Recently Introduced BCG Substrain Effective for High-Risk NMIBC

Use of the Moreau substrain, aimed at easing a worldwide BCG shortage, is associated with 5-year outcomes similar to those of other substrains.
Use of the Moreau substrain, aimed at easing a worldwide BCG shortage, is associated with 5-year outcomes similar to those of other substrains.

The Moreau substrain of bacillus Calmette-Guérin (BCG) is effective for adjuvant instillation treatment of high-risk non-muscle invasive bladder cancer (NMIBC), with associated outcomes comparable to the use of other substrains, new findings suggest.

BCG-Moreau was introduced recently to the European market in response to a worldwide BCG shortage, but few data are available regarding the oncologic efficacy of this substrain, according to an online report in Urologia Internationalis. Shahrokh F. Shariat, MD, of the Medical University of Vienna, and colleagues retrospectively studied 295 patients who received intravesical BCG-Moreau for NMIBC. Of these patients, 76 had intermediate-risk and 219 had high-risk NMIBC. The study endpoint was the time to first recurrence and progression to muscle-invasive disease.
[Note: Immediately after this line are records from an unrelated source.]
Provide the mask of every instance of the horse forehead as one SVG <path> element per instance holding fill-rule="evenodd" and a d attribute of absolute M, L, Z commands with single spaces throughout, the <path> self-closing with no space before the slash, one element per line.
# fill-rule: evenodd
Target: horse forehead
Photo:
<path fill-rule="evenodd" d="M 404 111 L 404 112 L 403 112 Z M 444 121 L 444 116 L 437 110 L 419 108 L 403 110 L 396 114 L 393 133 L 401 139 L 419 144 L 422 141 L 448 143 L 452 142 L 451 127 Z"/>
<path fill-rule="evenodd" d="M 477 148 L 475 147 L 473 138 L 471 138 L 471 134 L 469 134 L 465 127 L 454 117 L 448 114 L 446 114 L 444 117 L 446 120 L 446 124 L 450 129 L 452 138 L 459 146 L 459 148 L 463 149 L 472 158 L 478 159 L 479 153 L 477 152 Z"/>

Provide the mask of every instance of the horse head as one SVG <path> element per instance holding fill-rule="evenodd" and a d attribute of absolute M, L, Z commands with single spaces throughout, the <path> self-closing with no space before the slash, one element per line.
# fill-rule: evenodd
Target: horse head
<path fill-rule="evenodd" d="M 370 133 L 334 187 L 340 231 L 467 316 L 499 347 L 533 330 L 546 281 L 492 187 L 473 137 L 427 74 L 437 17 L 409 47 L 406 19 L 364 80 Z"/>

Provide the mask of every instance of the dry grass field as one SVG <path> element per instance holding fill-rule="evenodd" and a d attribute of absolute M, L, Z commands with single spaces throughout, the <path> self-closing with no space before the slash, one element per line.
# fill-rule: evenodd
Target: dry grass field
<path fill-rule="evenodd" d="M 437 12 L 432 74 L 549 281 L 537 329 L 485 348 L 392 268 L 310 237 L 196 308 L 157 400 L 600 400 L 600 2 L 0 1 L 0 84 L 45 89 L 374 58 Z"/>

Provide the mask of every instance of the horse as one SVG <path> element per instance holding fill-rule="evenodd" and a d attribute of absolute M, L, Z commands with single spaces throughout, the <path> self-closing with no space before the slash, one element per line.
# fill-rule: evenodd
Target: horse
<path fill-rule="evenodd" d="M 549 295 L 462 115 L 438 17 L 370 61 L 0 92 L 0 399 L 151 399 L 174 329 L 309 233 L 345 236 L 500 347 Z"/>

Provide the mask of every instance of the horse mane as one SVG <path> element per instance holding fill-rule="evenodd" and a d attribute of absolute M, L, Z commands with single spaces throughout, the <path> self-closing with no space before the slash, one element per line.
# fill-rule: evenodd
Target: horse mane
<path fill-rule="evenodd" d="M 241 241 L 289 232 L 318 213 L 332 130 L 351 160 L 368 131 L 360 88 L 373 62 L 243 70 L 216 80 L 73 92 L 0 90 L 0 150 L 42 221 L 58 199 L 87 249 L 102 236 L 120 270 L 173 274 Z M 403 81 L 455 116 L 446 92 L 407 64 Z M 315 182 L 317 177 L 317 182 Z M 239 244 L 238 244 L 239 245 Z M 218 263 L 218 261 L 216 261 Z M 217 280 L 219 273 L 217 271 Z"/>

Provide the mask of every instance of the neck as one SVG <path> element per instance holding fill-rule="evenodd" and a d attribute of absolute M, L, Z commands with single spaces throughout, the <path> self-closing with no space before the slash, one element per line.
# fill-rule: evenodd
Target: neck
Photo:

The 5-year recurrence-free survival and progression-free survival rates were 64.8% and 81.4%, respectively, rates comparable to those found in studies of other substrains, the investigators reported.

The authors concluded that “BCG-Moreau may serve as an equally effective alternative” to BCG-TICE, Connaught, and RIVM during the worldwide of these substrains.